Peter lives in Northern California. It looks like he was working on this shortly before an earthquake hit his part of the state.

I found his marked-up version useful, particularly with the reasoning he added to explain certain passages. As he told me after seeing my critique of the latest draft, he and I agreed on some ideas, but came about them in different ways.

I encourage anyone who is preparing for the debate at the national convention next month to read Peter’s ideas, which are below.

***

In response to a number of inquiries, I have written a critique of the disappointing draft code revision proposed for consideration at the upcoming convention. Here are a few general, prefatory observations:

Many of the proposed changes are unnecessary and the reasons for them inexplicable; many of the omissions are vital components of the current code.  Among the drafting problems are unnecessary repetition, lack of sequential flow and awkward phrasing and grammar.

The current code has bullet points, each with its own discrete example (or amplification) of a generalized principle; this draft is a melange of not-fully-related guidelines yoked together in paragraphs for no discernible reason and no clarifying bullet points showing graphically how they relate to the general principle under which they’re categorized.

For years the Ethics Committee was troubled that our current code had a major omission that led to its misapplication by attorneys, corporations and nonjournalism interest groups: the failure to make explicit that these are guidelines for journalists’ ethical decision-making, not a moralistic rulebook that could be “violated” or could have legal standing in defining a “real journalist.” (Two major examples of past disputes where this omission was consequential in the misapplication of the code are the Apple blogger case, for which I wrote a clarifying letter to the judge at the Electronic Frontier Foundation’s request, and the Coke shareholders resolution on NPR’s coverage of Israel, in response to which the Ethics Committee sent a letter on the intended application of the code.)

The fact that this balancing act of ethical guidelines — rather than a more authoritarian set of rules — was our intention in writing the current code is demonstrated by its very structure. The code is based on four primary ethical obligations that are, in effect, two sets of often-conflicting but equally important fundamental values: (1) Seeking truth vs. Minimizing harm and (2) Acting Independently vs. Being accountable. It is in the balancing of such often-contradictory core values that journalists should consider their ethical choices in individual circumstances that no one can predict.

We wrote a patch solution for this problem that was incorporated in a preface for the code on SPJ’s website. I would have expected that a permanent solution would be incorporated into any proposed code revision, but it isn’t there.
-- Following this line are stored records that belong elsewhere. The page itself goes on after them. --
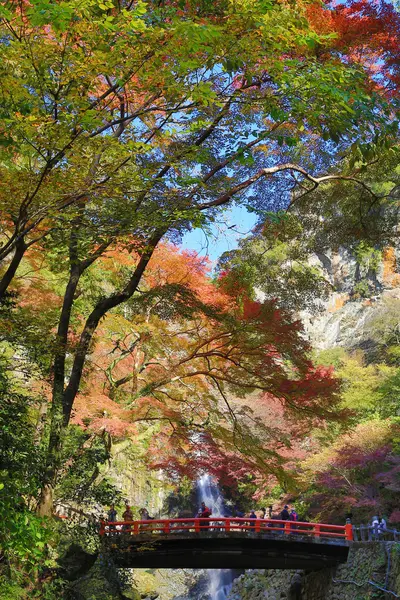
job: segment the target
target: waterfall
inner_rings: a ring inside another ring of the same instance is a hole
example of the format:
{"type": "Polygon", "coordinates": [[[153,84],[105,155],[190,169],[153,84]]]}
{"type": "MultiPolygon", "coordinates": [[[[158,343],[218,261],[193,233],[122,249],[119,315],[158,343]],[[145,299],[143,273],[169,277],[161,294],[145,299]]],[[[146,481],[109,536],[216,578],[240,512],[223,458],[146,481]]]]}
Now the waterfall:
{"type": "MultiPolygon", "coordinates": [[[[227,508],[218,485],[205,474],[197,482],[199,502],[204,502],[212,510],[213,517],[224,517],[227,508]]],[[[208,569],[208,593],[211,600],[225,600],[233,582],[233,572],[230,569],[208,569]]]]}

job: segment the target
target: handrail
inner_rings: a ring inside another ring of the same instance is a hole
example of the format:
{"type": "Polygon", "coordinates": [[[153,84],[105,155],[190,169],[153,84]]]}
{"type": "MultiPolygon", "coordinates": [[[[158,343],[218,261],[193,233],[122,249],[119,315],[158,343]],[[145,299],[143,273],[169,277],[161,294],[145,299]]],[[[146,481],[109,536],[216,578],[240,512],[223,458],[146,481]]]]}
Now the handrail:
{"type": "Polygon", "coordinates": [[[242,531],[246,533],[305,534],[317,538],[332,537],[347,541],[353,540],[351,524],[330,525],[327,523],[307,523],[305,521],[284,521],[281,519],[251,519],[242,517],[192,517],[184,519],[151,519],[141,521],[101,521],[100,535],[140,535],[179,533],[188,531],[242,531]]]}

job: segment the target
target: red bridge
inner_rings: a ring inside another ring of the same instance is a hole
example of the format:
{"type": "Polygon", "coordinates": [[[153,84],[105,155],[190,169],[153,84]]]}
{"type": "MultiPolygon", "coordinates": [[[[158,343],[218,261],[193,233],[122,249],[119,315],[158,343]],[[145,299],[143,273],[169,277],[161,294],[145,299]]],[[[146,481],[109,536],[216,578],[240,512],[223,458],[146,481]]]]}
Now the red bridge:
{"type": "Polygon", "coordinates": [[[348,525],[236,517],[101,522],[117,567],[308,569],[347,559],[348,525]]]}

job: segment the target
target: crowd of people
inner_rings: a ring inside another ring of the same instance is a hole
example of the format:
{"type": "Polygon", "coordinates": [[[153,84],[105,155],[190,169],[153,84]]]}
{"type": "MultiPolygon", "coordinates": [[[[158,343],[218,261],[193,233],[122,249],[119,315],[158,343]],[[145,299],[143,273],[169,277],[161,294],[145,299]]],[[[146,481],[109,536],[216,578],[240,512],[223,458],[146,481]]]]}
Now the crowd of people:
{"type": "MultiPolygon", "coordinates": [[[[225,515],[225,516],[226,517],[233,516],[238,519],[269,519],[269,520],[275,519],[275,520],[280,520],[280,521],[297,521],[298,520],[296,510],[294,508],[289,509],[289,506],[287,504],[285,504],[283,510],[278,515],[273,515],[272,510],[273,510],[273,507],[269,506],[268,507],[268,515],[267,515],[267,510],[265,508],[261,508],[261,510],[259,511],[259,514],[257,514],[254,509],[252,509],[248,514],[246,514],[243,511],[241,511],[239,508],[235,508],[233,510],[232,515],[225,515]]],[[[202,502],[199,510],[197,511],[197,513],[194,516],[197,518],[208,519],[211,517],[211,515],[212,515],[212,510],[208,506],[206,506],[205,502],[202,502]]],[[[140,516],[141,521],[151,521],[154,519],[154,517],[150,516],[147,508],[141,508],[139,510],[139,516],[140,516]]],[[[378,517],[376,517],[376,518],[378,518],[378,517]]],[[[121,520],[122,521],[133,521],[134,520],[132,509],[128,503],[125,503],[125,510],[122,513],[121,520]]],[[[109,523],[115,523],[118,521],[118,514],[117,514],[114,504],[111,504],[110,509],[107,513],[107,521],[109,523]]]]}
{"type": "MultiPolygon", "coordinates": [[[[186,517],[195,517],[195,518],[199,518],[199,519],[209,519],[212,516],[212,509],[209,508],[208,506],[206,506],[205,502],[202,502],[200,504],[200,508],[199,510],[193,515],[193,514],[185,514],[186,517]]],[[[298,515],[296,512],[296,509],[290,508],[289,505],[285,504],[285,506],[283,507],[283,509],[279,512],[279,513],[273,513],[273,507],[269,506],[268,510],[265,508],[261,508],[258,513],[252,509],[250,510],[250,512],[245,513],[242,510],[240,510],[240,508],[235,507],[232,511],[232,514],[226,514],[224,515],[225,517],[233,517],[233,518],[237,518],[237,519],[248,519],[250,522],[252,520],[257,520],[257,519],[262,519],[262,520],[268,520],[268,521],[293,521],[296,522],[298,521],[298,515]]],[[[151,517],[149,514],[149,511],[147,510],[147,508],[141,508],[139,510],[139,517],[141,521],[152,521],[154,520],[154,517],[151,517]]],[[[108,523],[115,523],[118,521],[118,514],[117,511],[115,509],[115,505],[112,504],[110,506],[110,510],[107,513],[107,520],[108,523]]],[[[132,509],[130,507],[130,505],[128,503],[125,503],[125,510],[122,513],[122,521],[125,522],[129,522],[129,521],[133,521],[134,520],[134,516],[132,513],[132,509]]],[[[349,519],[348,519],[349,520],[349,519]]],[[[302,522],[307,522],[306,519],[302,519],[302,522]]],[[[206,526],[208,524],[208,521],[203,521],[201,523],[201,525],[206,526]]],[[[251,525],[251,526],[255,526],[251,525]]],[[[271,524],[270,524],[271,526],[271,524]]],[[[284,527],[283,523],[280,523],[279,525],[277,525],[278,527],[284,527]]],[[[124,527],[128,527],[128,526],[124,526],[124,527]]],[[[292,529],[295,529],[295,526],[291,526],[292,529]]],[[[374,535],[374,537],[379,538],[382,535],[384,535],[387,532],[387,524],[386,524],[386,520],[380,516],[380,515],[375,515],[374,517],[372,517],[372,521],[371,521],[371,525],[370,528],[372,529],[372,533],[374,535]]]]}

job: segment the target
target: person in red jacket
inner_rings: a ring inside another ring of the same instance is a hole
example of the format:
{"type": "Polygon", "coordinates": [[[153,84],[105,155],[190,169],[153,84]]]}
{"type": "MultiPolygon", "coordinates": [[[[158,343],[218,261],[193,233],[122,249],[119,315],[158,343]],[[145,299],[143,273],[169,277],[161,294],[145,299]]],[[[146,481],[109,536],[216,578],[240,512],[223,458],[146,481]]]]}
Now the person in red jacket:
{"type": "MultiPolygon", "coordinates": [[[[203,519],[208,519],[211,516],[211,514],[211,509],[209,509],[208,506],[205,505],[205,502],[202,502],[197,516],[203,519]]],[[[208,521],[200,521],[200,527],[208,527],[208,521]]]]}

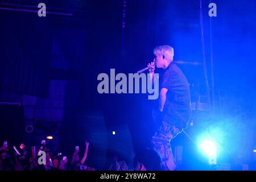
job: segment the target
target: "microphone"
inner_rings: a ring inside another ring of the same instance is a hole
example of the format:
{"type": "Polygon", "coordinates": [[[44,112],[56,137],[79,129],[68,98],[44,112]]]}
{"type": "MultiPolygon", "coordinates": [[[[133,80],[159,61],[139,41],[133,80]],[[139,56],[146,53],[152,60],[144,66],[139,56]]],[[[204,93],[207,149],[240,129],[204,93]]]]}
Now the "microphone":
{"type": "Polygon", "coordinates": [[[147,67],[144,68],[143,69],[139,70],[137,72],[137,73],[138,74],[141,74],[141,73],[144,72],[145,71],[147,71],[148,69],[151,69],[151,68],[154,68],[154,67],[155,67],[155,63],[154,63],[154,64],[152,65],[152,67],[147,67]]]}

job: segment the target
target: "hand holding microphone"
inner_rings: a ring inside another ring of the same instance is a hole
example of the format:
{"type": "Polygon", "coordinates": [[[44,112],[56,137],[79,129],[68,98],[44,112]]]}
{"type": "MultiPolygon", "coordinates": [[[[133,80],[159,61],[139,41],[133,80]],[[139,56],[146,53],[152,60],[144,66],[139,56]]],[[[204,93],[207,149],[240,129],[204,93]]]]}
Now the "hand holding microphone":
{"type": "Polygon", "coordinates": [[[155,62],[152,61],[151,63],[148,63],[147,64],[147,67],[150,68],[148,69],[148,71],[149,71],[150,73],[154,74],[154,73],[155,72],[155,62]]]}
{"type": "Polygon", "coordinates": [[[137,72],[137,73],[141,74],[141,73],[144,72],[144,71],[148,69],[150,73],[154,73],[155,71],[155,62],[152,61],[147,64],[147,67],[142,69],[137,72]]]}

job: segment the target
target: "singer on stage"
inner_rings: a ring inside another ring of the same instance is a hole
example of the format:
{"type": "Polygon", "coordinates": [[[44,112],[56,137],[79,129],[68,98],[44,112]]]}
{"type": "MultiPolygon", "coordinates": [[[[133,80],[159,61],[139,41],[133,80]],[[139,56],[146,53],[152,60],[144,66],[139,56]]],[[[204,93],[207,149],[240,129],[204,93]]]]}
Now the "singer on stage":
{"type": "MultiPolygon", "coordinates": [[[[155,66],[164,69],[160,78],[159,102],[153,109],[153,120],[157,130],[152,138],[153,148],[162,158],[162,170],[172,171],[177,167],[170,142],[185,129],[191,113],[188,82],[178,66],[173,62],[174,49],[160,46],[154,50],[154,62],[148,64],[154,77],[155,66]]],[[[154,78],[152,79],[154,80],[154,78]]]]}

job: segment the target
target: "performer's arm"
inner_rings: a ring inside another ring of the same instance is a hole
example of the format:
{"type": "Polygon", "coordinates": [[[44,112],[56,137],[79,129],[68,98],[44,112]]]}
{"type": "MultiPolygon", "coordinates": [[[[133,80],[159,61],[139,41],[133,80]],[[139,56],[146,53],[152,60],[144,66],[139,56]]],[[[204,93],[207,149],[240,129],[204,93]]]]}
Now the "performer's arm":
{"type": "Polygon", "coordinates": [[[166,88],[162,88],[160,91],[160,103],[159,103],[159,110],[161,112],[163,111],[164,103],[166,101],[166,93],[168,92],[168,89],[166,88]]]}

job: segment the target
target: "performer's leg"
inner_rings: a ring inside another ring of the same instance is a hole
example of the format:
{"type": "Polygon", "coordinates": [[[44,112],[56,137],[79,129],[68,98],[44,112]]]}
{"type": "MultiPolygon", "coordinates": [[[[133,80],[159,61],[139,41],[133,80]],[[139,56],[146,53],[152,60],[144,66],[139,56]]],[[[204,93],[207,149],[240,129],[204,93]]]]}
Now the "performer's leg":
{"type": "Polygon", "coordinates": [[[178,129],[163,122],[159,131],[152,137],[152,144],[162,158],[163,170],[172,171],[176,167],[170,142],[179,133],[178,129]]]}

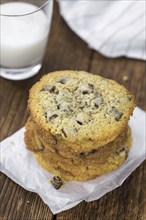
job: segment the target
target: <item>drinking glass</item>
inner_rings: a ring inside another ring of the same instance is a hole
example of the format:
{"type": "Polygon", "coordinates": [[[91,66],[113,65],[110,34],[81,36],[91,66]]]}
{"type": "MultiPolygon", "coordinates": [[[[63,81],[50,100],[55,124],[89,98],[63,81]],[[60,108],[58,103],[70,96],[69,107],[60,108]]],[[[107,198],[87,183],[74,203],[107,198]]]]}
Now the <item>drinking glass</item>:
{"type": "Polygon", "coordinates": [[[34,76],[42,66],[53,0],[2,0],[0,75],[11,80],[34,76]]]}

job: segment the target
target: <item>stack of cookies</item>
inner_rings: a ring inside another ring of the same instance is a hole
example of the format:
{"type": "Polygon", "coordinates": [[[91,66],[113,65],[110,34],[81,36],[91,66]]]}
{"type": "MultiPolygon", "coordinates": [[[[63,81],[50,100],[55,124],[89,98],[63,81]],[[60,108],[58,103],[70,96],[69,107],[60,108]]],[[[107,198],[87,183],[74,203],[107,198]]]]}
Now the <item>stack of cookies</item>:
{"type": "Polygon", "coordinates": [[[93,179],[126,160],[134,107],[133,95],[113,80],[84,71],[49,73],[30,90],[26,146],[63,180],[93,179]]]}

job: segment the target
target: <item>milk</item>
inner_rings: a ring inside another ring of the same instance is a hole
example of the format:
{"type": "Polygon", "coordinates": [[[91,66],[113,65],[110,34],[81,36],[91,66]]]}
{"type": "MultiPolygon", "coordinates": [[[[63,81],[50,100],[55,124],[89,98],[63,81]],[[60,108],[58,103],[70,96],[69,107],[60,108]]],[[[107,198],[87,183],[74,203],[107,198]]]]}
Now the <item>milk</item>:
{"type": "MultiPolygon", "coordinates": [[[[11,2],[0,5],[1,14],[26,14],[37,6],[11,2]]],[[[49,31],[49,21],[43,11],[25,16],[0,16],[0,65],[23,68],[41,62],[49,31]]]]}

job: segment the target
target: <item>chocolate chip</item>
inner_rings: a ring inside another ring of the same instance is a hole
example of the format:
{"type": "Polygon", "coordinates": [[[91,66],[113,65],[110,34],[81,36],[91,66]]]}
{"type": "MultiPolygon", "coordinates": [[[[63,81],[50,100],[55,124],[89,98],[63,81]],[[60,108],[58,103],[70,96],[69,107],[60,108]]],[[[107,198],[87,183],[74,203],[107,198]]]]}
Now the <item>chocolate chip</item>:
{"type": "Polygon", "coordinates": [[[63,78],[60,78],[57,82],[58,82],[58,83],[61,83],[61,84],[66,84],[68,81],[69,81],[68,78],[63,77],[63,78]]]}
{"type": "Polygon", "coordinates": [[[55,189],[59,189],[63,185],[63,181],[59,176],[53,176],[50,182],[55,189]]]}
{"type": "Polygon", "coordinates": [[[112,107],[110,110],[109,110],[109,114],[111,116],[113,116],[115,118],[116,121],[119,121],[120,118],[122,117],[123,113],[120,112],[118,109],[116,109],[115,107],[112,107]]]}
{"type": "Polygon", "coordinates": [[[125,156],[128,156],[128,149],[125,147],[121,147],[116,150],[116,154],[119,156],[120,154],[125,153],[125,156]]]}
{"type": "Polygon", "coordinates": [[[53,93],[55,92],[55,89],[56,89],[55,86],[47,85],[42,89],[42,91],[49,91],[50,93],[53,93]]]}
{"type": "Polygon", "coordinates": [[[51,136],[52,136],[53,140],[55,141],[55,143],[57,144],[57,137],[53,134],[51,136]]]}
{"type": "Polygon", "coordinates": [[[67,137],[67,134],[65,133],[64,129],[61,129],[62,133],[64,134],[64,137],[67,137]]]}
{"type": "Polygon", "coordinates": [[[53,115],[51,115],[51,116],[49,117],[49,121],[52,121],[52,120],[54,120],[54,119],[57,118],[57,117],[58,117],[57,114],[53,114],[53,115]]]}
{"type": "Polygon", "coordinates": [[[40,151],[43,151],[44,149],[45,149],[44,145],[40,145],[40,146],[39,146],[39,150],[40,150],[40,151]]]}
{"type": "Polygon", "coordinates": [[[95,107],[96,107],[96,108],[99,108],[99,106],[103,104],[103,98],[102,98],[102,97],[97,97],[97,98],[94,100],[94,102],[95,102],[95,107]]]}
{"type": "Polygon", "coordinates": [[[79,154],[79,156],[80,156],[80,157],[86,157],[87,154],[86,154],[85,152],[81,152],[81,153],[79,154]]]}
{"type": "Polygon", "coordinates": [[[79,121],[79,120],[77,120],[77,123],[78,123],[79,125],[83,125],[83,123],[82,123],[81,121],[79,121]]]}
{"type": "Polygon", "coordinates": [[[93,85],[92,84],[83,84],[81,86],[81,90],[82,90],[82,94],[90,94],[91,92],[93,92],[93,85]]]}
{"type": "Polygon", "coordinates": [[[80,156],[80,157],[87,157],[87,156],[89,156],[89,155],[91,155],[91,154],[94,154],[94,153],[96,153],[96,150],[95,150],[95,149],[93,149],[93,150],[91,150],[91,151],[87,151],[87,152],[81,152],[81,153],[79,154],[79,156],[80,156]]]}

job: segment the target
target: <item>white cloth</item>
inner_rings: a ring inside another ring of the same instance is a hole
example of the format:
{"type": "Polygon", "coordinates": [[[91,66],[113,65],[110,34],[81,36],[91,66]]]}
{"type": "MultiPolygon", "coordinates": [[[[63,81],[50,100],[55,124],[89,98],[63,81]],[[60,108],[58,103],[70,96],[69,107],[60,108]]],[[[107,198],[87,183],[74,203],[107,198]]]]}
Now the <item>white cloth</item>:
{"type": "Polygon", "coordinates": [[[69,27],[108,57],[146,59],[145,0],[58,0],[69,27]]]}
{"type": "Polygon", "coordinates": [[[24,144],[24,128],[1,142],[1,171],[25,189],[36,192],[56,214],[77,205],[99,199],[120,186],[146,159],[146,113],[136,108],[130,120],[133,146],[125,163],[117,170],[86,182],[68,182],[59,190],[49,182],[53,174],[43,170],[24,144]]]}

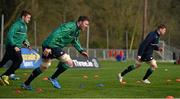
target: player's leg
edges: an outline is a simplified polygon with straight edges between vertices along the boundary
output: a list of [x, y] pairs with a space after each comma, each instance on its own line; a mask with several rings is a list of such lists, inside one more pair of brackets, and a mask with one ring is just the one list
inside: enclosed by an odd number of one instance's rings
[[11, 60], [13, 61], [13, 64], [6, 70], [5, 73], [3, 73], [1, 76], [2, 76], [2, 79], [3, 81], [9, 85], [9, 76], [11, 74], [13, 74], [19, 67], [20, 67], [20, 64], [22, 63], [22, 56], [21, 56], [21, 52], [18, 51], [16, 52], [14, 50], [14, 48], [12, 47], [12, 50], [11, 51], [8, 51], [9, 53], [11, 53]]
[[119, 82], [122, 82], [123, 76], [125, 76], [127, 73], [131, 72], [132, 70], [139, 68], [141, 66], [142, 61], [136, 60], [135, 64], [128, 66], [124, 71], [118, 74]]
[[156, 63], [156, 60], [155, 59], [152, 59], [148, 62], [150, 64], [150, 68], [148, 68], [148, 70], [146, 71], [146, 74], [144, 75], [143, 77], [143, 82], [144, 83], [151, 83], [149, 80], [148, 80], [148, 77], [153, 73], [153, 71], [157, 68], [157, 63]]
[[0, 62], [0, 68], [3, 67], [7, 63], [7, 61], [10, 60], [10, 57], [11, 57], [11, 55], [9, 55], [8, 51], [6, 50], [6, 52], [3, 56], [3, 59]]
[[37, 77], [39, 76], [42, 72], [48, 69], [48, 67], [51, 65], [51, 59], [43, 59], [42, 64], [40, 67], [37, 67], [36, 69], [33, 70], [29, 78], [22, 84], [22, 88], [27, 89], [27, 90], [32, 90], [30, 87], [30, 83]]
[[55, 71], [55, 73], [49, 77], [49, 80], [51, 81], [52, 85], [55, 88], [61, 88], [59, 82], [57, 81], [57, 77], [62, 74], [64, 71], [66, 71], [69, 67], [73, 66], [73, 61], [70, 58], [70, 56], [66, 53], [64, 53], [63, 55], [59, 56], [59, 64], [57, 66], [57, 70]]

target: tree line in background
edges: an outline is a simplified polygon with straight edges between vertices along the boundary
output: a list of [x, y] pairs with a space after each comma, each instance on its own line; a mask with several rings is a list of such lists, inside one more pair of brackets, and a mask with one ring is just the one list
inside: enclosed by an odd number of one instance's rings
[[[28, 32], [32, 44], [36, 21], [39, 46], [53, 29], [80, 15], [90, 18], [90, 48], [125, 48], [126, 32], [128, 48], [137, 48], [141, 42], [144, 0], [0, 0], [0, 12], [5, 14], [5, 34], [24, 9], [32, 13]], [[165, 24], [168, 31], [162, 40], [180, 48], [179, 9], [179, 0], [148, 0], [147, 33]], [[85, 32], [80, 40], [85, 47]]]

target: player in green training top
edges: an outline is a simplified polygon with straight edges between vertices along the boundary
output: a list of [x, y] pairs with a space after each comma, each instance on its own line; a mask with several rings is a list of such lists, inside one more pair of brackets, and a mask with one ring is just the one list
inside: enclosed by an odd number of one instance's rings
[[[6, 52], [0, 64], [12, 60], [13, 64], [0, 76], [0, 82], [3, 85], [9, 85], [9, 76], [15, 74], [15, 71], [22, 63], [21, 48], [23, 46], [29, 47], [27, 40], [27, 24], [31, 20], [31, 14], [23, 10], [20, 18], [18, 18], [9, 28], [6, 38]], [[11, 79], [17, 79], [16, 76], [10, 76]]]
[[49, 80], [55, 88], [61, 88], [56, 78], [69, 67], [73, 66], [72, 59], [63, 51], [63, 48], [68, 44], [72, 44], [83, 56], [88, 57], [87, 52], [81, 47], [78, 40], [80, 30], [84, 31], [88, 26], [88, 17], [80, 16], [77, 21], [64, 23], [55, 29], [42, 44], [42, 64], [40, 67], [34, 69], [21, 87], [26, 90], [32, 90], [30, 86], [32, 80], [45, 71], [51, 65], [51, 60], [56, 58], [59, 60], [58, 69], [49, 77]]

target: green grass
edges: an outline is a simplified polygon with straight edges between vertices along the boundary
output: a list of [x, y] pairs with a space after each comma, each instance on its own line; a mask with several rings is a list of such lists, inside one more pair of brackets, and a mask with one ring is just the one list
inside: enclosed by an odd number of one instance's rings
[[[127, 82], [125, 85], [120, 85], [117, 80], [118, 72], [125, 69], [133, 62], [115, 62], [115, 61], [100, 61], [99, 69], [69, 69], [60, 77], [62, 89], [55, 89], [48, 81], [44, 81], [44, 77], [50, 76], [54, 71], [57, 62], [42, 75], [32, 82], [33, 91], [20, 89], [20, 84], [28, 77], [32, 70], [19, 69], [16, 74], [21, 77], [18, 81], [10, 81], [10, 86], [0, 86], [0, 98], [12, 97], [28, 97], [28, 98], [165, 98], [166, 96], [174, 96], [180, 98], [180, 83], [176, 82], [180, 78], [180, 65], [173, 63], [158, 63], [158, 69], [150, 77], [152, 82], [149, 85], [137, 83], [144, 76], [148, 65], [143, 64], [138, 70], [132, 71], [124, 77]], [[168, 69], [168, 71], [165, 71]], [[0, 69], [0, 73], [4, 68]], [[24, 74], [28, 75], [25, 76]], [[87, 75], [88, 79], [83, 76]], [[99, 75], [94, 78], [94, 75]], [[171, 82], [166, 80], [170, 79]], [[80, 88], [80, 84], [84, 85]], [[103, 87], [98, 87], [97, 84], [104, 84]], [[42, 92], [36, 90], [41, 88]], [[20, 89], [20, 93], [16, 90]]]

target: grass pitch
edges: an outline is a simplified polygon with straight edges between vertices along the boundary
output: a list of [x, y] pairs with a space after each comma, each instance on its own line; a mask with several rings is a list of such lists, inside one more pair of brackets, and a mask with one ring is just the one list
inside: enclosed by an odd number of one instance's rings
[[[0, 86], [0, 98], [165, 98], [173, 96], [180, 98], [180, 65], [173, 63], [158, 63], [158, 69], [151, 75], [151, 84], [141, 83], [148, 69], [143, 64], [124, 77], [127, 82], [121, 85], [117, 80], [118, 72], [124, 70], [133, 62], [100, 61], [98, 69], [68, 69], [58, 80], [61, 89], [55, 89], [44, 79], [52, 75], [57, 62], [32, 83], [32, 91], [23, 90], [20, 84], [29, 76], [32, 69], [19, 69], [16, 74], [20, 80], [10, 81], [9, 86]], [[4, 72], [0, 69], [0, 73]]]

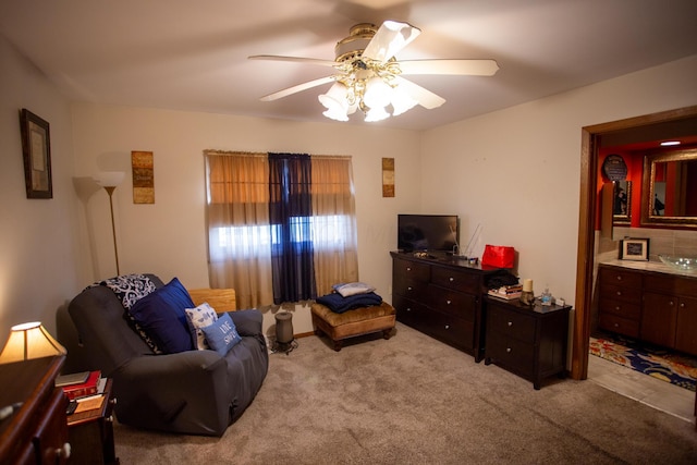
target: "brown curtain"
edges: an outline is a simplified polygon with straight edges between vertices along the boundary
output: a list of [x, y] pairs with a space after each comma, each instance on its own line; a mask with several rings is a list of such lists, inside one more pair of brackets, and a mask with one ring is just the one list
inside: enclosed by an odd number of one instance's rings
[[[267, 154], [206, 150], [211, 287], [233, 287], [237, 308], [273, 303]], [[311, 157], [311, 236], [317, 295], [358, 281], [351, 157]]]
[[317, 295], [358, 281], [358, 247], [351, 157], [314, 156], [313, 243]]
[[234, 287], [237, 308], [273, 302], [266, 154], [207, 150], [211, 287]]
I am basing my critique on the third draft, copy-and-pasted directly from SPJ’s website. All my edits and comments below will be in brackets and/or bold-face. They’re detailed, so this might get a little confusing. I’d be willing to clarify for anyone asking. My email address is peter@psussman.com.
— Peter Sussman

***

Ethics Code Revision: Our Third Draft

By Kevin Smith | July 14th, 2014

Members of the Society of Professional Journalists believe that democracy, a just society and good government require an informed public.  Ethical journalism strives to ensure the free exchange of information that is accurate, fair and thorough. [The current code says “comprehensive,” not “thorough,” but I’m not sure that either is an ethical principle. Accuracy and fairness are; thoroughness may be just good journalism, not essential ethically if stories are otherwise accurate and fair.] An ethical journalist acts with integrity. [This rewriting of the integrity sentence is essentially self-evident tautology. The current language makes a more nuanced point: “Professional integrity is the cornerstone of a journalist’s credibility.” This is one of many changes that led me to believe the language was rewritten for the sake of rewriting, not to clarify or update the code to apply in new circumstances.]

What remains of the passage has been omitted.